# 750-880 I/O LED Rot



## Vittel01 (12 März 2015)

Hallo,
Ich seit einer woche das Starterset  750-880 bin also noch ein Blutiger Anfänger,

Ich habe noch zwei Zusätzliche karten bekommen: 750-504 und 750-402. Wenn ich nun diese hinzustecke Blinkt die I/O LED Rot in den Harware settings sind die karten eingestellt.
Wenn ich die zwei karten 750-504 und 750-402 Alleien Betreibe Leuchtet sie Grün.
 Liegt das Daran das die zwei nuen karten keine Kontakt für die Erde haben ?


Meine Aufstellung ist:
750-880 
750-400
750-501
750-504
750-402 
750-600 



Mit Freundlichen Grüßen
Vittel


----------



## dast (12 März 2015)

Versuch doch mal mittels Browser auf das Web-Interface des Controllers zuzugreifen.
Dort findest du einen genauen Fehlercode plus Grund!
Vermutlich eine falsche Hardwarekonfiguration ...


----------



## lord2k3 (12 März 2015)

Du könntest auch die Hardware Konfiguration in codesys einlesen (mit der Lupe) lassen.
Ich tippe ebenfalls auf falsche Konfiguration.


----------



## Vittel01 (12 März 2015)

Also ich habe Die Hardware Konfiguraton jetzt mit der Lupe eingelesen und wieder überschreiben.

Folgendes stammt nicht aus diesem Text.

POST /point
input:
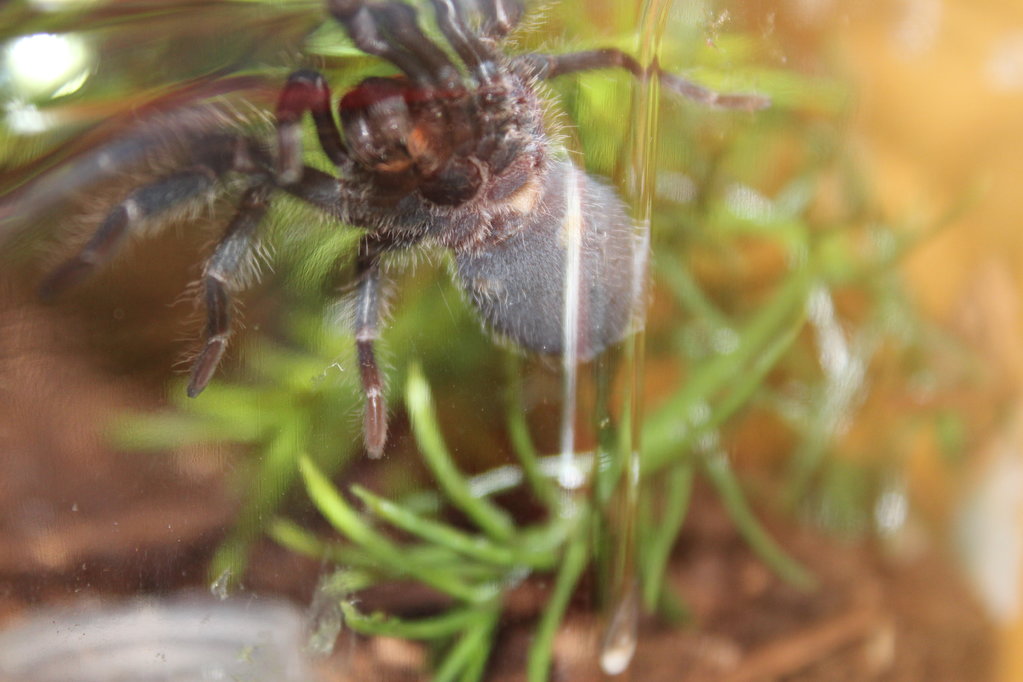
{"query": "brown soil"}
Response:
(81, 520)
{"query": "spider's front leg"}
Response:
(552, 65)
(225, 270)
(368, 302)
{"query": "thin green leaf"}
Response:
(490, 518)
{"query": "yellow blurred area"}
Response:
(939, 119)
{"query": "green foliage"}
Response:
(730, 183)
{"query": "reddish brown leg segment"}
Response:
(305, 91)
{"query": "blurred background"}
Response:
(836, 292)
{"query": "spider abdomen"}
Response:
(568, 273)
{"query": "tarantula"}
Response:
(445, 153)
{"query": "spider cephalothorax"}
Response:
(443, 154)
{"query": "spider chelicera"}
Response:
(451, 154)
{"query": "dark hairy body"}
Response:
(443, 154)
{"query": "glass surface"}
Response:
(738, 402)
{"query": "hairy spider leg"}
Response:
(223, 272)
(452, 21)
(364, 31)
(305, 91)
(368, 301)
(552, 65)
(148, 202)
(501, 16)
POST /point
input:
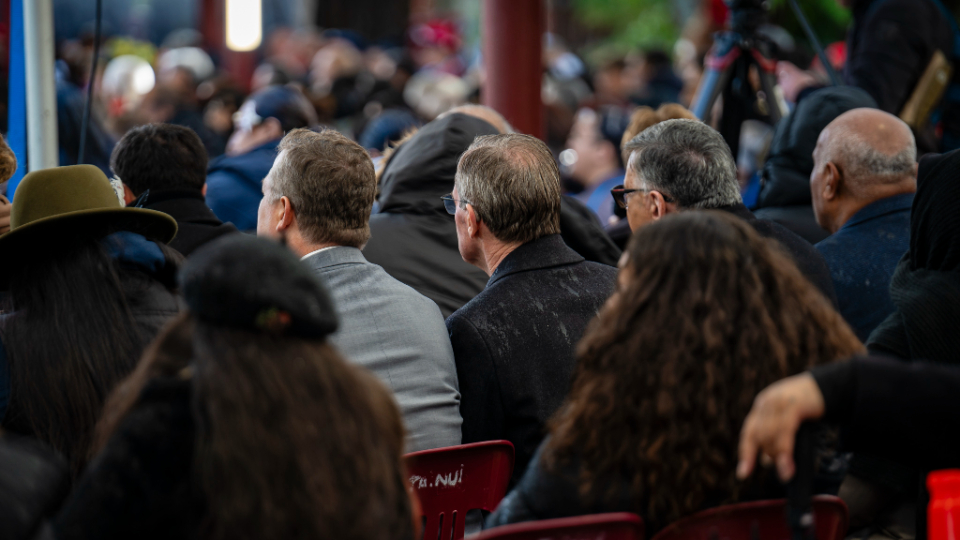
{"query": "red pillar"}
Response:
(512, 39)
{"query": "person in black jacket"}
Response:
(242, 421)
(90, 284)
(870, 398)
(680, 165)
(926, 284)
(889, 47)
(706, 313)
(415, 240)
(164, 167)
(785, 179)
(34, 480)
(514, 342)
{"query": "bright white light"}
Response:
(568, 157)
(244, 24)
(143, 79)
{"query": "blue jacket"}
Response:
(862, 256)
(233, 185)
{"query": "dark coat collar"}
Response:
(881, 207)
(545, 252)
(740, 210)
(183, 206)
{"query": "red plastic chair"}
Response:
(449, 481)
(617, 526)
(760, 520)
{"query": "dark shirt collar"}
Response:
(184, 206)
(740, 210)
(882, 207)
(545, 252)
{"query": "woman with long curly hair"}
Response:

Die I/O Led Blinkt immer noch Rot.
Der WBM gibt mir Folgenden Fehler:

State Modbus Watchdog:  Disabled Error code:   10 Error argument:   5 Error description:  missmatch in CoDeSys io configuration


----------



## lord2k3 (12 März 2015)

Das sagt aber aus, dass deine config nicht passt.
Nachedem du mit der lupe eingelesen hast bitte nicht überschreiben


----------



## Vittel01 (12 März 2015)

Also ich habe jetzt mal ein neues Projekt gemacht und die Hardware mit der Lupe eingelesen. Aber was muss ich dan umstellen ?
Ich habe noch eine andere Fehlermeldung gehabt.

State Modbus Watchdog:  Disabled Error code:   6 Error argument:   9 Error description:  invalid terminal mapping description file (ea-config.xml)


----------



## gravieren (12 März 2015)

Hi

Mal den Button "create-ea-config.xml"   drücken.

Anschliessend mal die Wago neu starten.


----------



## Vittel01 (12 März 2015)

Also die option Creat a new config  gab es bei mir nicht. Ih habe jetzt mal den Controler mit geöfnetem WEB resettet und nun Funktionirt es.


----------



## lord2k3 (12 März 2015)

Ein boot tut gut


----------



## Vittel01 (12 März 2015)

Ja aber das habe ich minimum 10 mal gemacht


----------



## .:WAGO::014797:. (13 März 2015)

Hallo Vittel,

wenn z.B. zusammen mit einem Bootprojekt bereits einmal eine xml-Datei mit der Steuerungskonfigurtion in den Kontroller geladen wurde und dann anschließend weitere IO-Klemmen hizugefügt wurden bzw. der Aufbau der Hardware geändert wurde, kommt es danach beim Wiedereinschalten zu einer Fehlermeldung. Der Kontroller hat erkannt, dass gespeicherte und tatsächliche Steuerungskonfiguration nicht zueinander passen.

Mit Hilfe von WAGO Ethernetsettings kannst Du das Dateisystem zurück setzen und damit die besagte xml-Datei löschen. Danach wird die Firmware des Kontrollers neu gestartet und der Fehler sollte nicht mehr auftreten.


----------